I was at lunch with Sadik Huseny, the lapsed-Muslim classmate who took civil procedure with me during our first year. The first-year experience is intense in law school. You take all your academic courses with the same group of about a hundred other students. It makes for very large classes, but you nonetheless end up getting to know the other hundred students quite well. Sadik and I had formed a study group together in our first year, and he became a close friend. But we had seen far less of each other in our second year. He seemed a little uncomfortable around me, like there was something he wanted to discuss.
I let him direct the conversation. There was some small talk about classes and our plans for the summer, but Sadik finally got to what must have been the purpose of the lunch. “So you’re Christian now?” he asked.
I nodded. “Yes, I am.”
“Why is that?” he asked. “I first get to know you and you’re a devout Muslim, you’re praying five times a day, then suddenly you’re Christian. If you were dissatisfied with Islam, why didn’t you just stop believing in anything? Why did you latch on to Christianity so quickly?”

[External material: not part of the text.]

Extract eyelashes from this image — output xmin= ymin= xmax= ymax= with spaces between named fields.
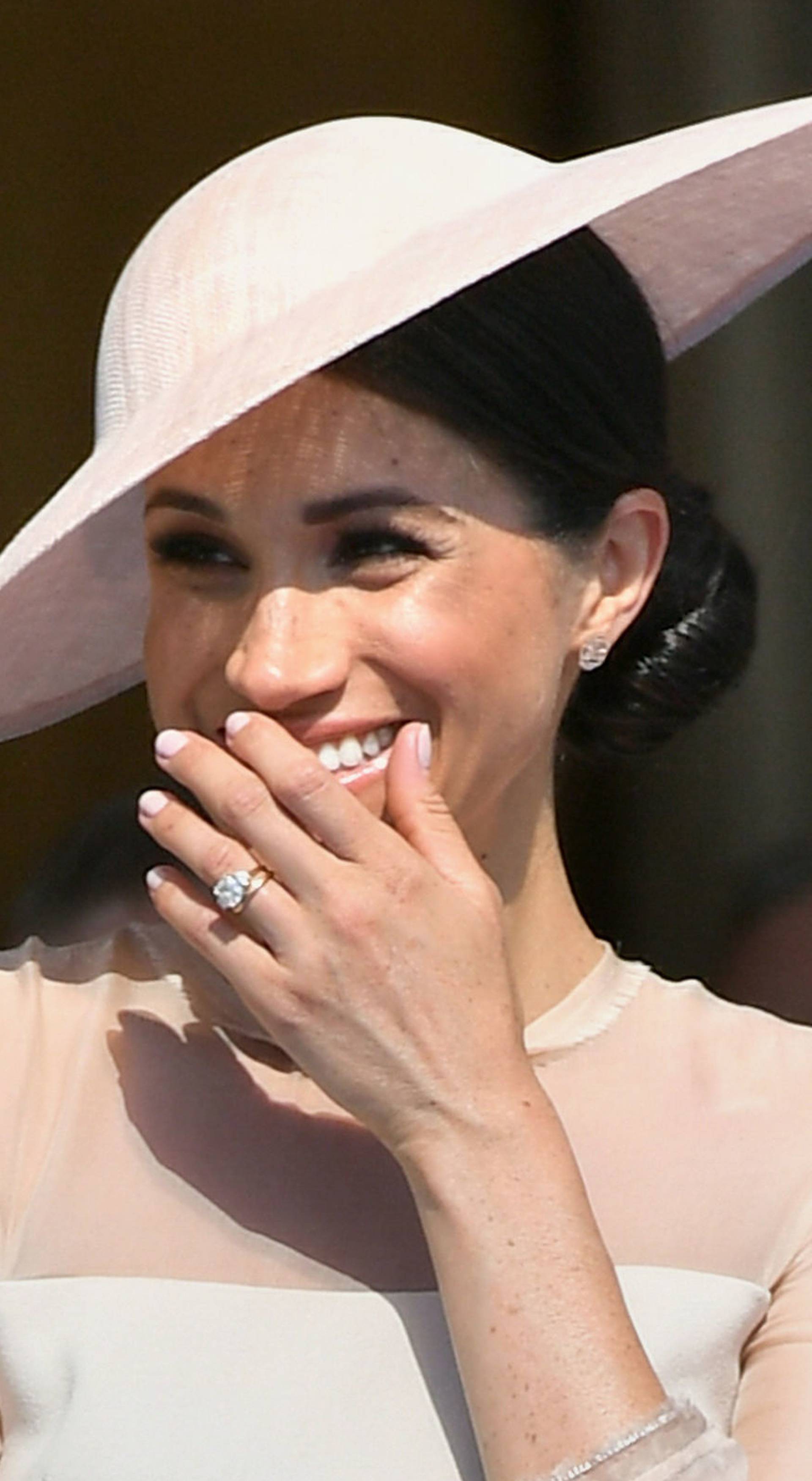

“Because I believe in God,” I said. I wasn’t sure Sadik would understand this; I knew that many people would not. “I believe in God, and Islam was part of my search to understand who God really is. I didn’t just leave Islam and become Christian because I was unhappy with Islam, Sadik. I left Islam and became Christian because I became convinced that my earlier ideas about God were wrong. I became convinced that I could find the truth in another faith.”
Sadik shrugged. “I hear what you’re saying, but I’m not sure it makes sense.”